The underfunded pensions aren’t a reason for alarm, experts say, but they say it is a problem that 11 of the state’s 12 public pension plans open to new members don’t have enough money coming in to cover promised benefits. Plans for state troopers, public safety workers, and local police and firefighters are among those with the largest gaps. Lawmakers will consider changes to those plans this year.
“Is there a need for concern? Yes,” said Larry Martin, executive director of Minnesota’s Legislative Commission of Pensions and Retirement. “We’re departing — significantly — from what we think we ought to be doing.”
The commission released the numbers last month.
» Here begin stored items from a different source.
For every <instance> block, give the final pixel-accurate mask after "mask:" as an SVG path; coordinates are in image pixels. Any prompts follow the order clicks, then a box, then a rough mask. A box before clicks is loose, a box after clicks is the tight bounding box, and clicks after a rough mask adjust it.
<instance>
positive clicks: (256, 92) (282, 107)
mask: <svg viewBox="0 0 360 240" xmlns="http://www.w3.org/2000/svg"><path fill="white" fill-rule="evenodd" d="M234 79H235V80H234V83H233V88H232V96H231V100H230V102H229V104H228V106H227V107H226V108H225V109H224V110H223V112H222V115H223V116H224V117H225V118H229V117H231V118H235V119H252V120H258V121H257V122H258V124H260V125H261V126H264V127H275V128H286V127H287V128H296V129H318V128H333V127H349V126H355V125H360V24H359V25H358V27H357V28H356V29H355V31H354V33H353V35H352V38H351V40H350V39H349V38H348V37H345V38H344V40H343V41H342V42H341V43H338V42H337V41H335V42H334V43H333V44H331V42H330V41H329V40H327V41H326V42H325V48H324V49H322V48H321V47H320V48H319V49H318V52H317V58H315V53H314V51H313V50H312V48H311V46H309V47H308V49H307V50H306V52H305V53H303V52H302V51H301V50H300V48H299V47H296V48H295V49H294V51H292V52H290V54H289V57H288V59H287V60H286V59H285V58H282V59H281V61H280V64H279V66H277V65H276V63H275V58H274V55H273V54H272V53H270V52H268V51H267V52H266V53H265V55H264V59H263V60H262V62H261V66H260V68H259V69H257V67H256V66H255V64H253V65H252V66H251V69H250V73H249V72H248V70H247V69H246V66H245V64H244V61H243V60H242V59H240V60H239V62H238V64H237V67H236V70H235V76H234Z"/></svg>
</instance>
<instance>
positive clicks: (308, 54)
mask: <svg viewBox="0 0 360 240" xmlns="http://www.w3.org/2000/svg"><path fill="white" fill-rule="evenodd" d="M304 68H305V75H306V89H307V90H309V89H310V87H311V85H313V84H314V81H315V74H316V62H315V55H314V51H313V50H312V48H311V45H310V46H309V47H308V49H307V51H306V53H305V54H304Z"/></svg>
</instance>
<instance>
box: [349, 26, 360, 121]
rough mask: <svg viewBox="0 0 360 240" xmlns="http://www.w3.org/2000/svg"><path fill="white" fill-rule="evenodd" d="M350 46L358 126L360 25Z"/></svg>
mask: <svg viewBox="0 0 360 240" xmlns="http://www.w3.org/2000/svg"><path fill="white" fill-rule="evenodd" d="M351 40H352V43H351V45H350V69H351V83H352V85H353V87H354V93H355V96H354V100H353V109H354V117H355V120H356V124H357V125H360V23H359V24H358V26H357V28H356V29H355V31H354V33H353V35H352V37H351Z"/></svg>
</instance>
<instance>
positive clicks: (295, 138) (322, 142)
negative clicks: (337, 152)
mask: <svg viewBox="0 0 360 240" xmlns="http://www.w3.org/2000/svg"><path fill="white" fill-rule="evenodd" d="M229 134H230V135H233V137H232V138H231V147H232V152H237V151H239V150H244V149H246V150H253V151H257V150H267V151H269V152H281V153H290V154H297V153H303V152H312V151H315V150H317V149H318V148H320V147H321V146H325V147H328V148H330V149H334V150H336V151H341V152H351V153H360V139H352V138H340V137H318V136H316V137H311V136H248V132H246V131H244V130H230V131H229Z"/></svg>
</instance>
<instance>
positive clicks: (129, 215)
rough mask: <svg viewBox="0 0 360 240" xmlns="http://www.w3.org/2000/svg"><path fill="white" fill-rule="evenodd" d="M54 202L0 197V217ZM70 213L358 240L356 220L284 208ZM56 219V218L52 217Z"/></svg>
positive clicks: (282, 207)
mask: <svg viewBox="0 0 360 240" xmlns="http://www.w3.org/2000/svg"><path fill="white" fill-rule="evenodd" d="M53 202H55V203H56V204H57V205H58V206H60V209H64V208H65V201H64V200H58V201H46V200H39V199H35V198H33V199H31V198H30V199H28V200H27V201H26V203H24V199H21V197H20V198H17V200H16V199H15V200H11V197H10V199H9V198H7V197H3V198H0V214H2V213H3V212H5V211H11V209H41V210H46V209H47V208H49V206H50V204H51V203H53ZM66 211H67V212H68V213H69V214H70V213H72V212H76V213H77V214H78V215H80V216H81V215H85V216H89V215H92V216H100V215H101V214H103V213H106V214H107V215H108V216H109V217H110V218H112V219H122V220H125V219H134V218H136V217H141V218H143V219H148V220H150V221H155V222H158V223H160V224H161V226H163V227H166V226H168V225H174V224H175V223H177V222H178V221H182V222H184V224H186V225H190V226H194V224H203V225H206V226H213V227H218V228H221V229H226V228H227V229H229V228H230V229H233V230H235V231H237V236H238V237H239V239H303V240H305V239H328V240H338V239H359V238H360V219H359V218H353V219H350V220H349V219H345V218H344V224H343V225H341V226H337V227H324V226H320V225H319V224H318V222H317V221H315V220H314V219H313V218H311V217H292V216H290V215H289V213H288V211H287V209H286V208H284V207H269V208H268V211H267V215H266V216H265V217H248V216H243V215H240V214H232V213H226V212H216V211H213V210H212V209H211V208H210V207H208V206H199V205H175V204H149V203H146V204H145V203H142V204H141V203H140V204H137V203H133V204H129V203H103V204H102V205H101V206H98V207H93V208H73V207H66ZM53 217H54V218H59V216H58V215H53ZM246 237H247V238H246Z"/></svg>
The figures are current through last June 30.
The plans pay for retirement for more than 729,000 current and retired state and local government workers and pay out about $3.8 billion in benefits annually.
In 2010, the Legislature made some changes to the pension plans to fix what was then a $12.7 billion deficit. The changes included requiring state workers and employers to pay more into the funds.
Some say the reforms need more time to show improvement.
“I know the people that run the funds; they’re looking at them and keeping an eye on them,” said state Rep. Michael Nelson, DFL-Brooklyn Park, who chairs the House Government Operations Committee, which heard testimony on Jan. 15 about the status of the plans. “I’m not that concerned, because I think the things we did in 2010 and moving forward are moving them in the right direction.”
Others say the state must do more to avoid a pension crisis.
“We are not gaining any ground on eliminating this unfunded liability,” said Mark Haveman, executive director of the nonpartisan Minnesota Center for Fiscal Excellence. “None of them are on a process, a timeline, under current law to be fully funded in 30 years. You’re transferring these significant liabilities to future generations.”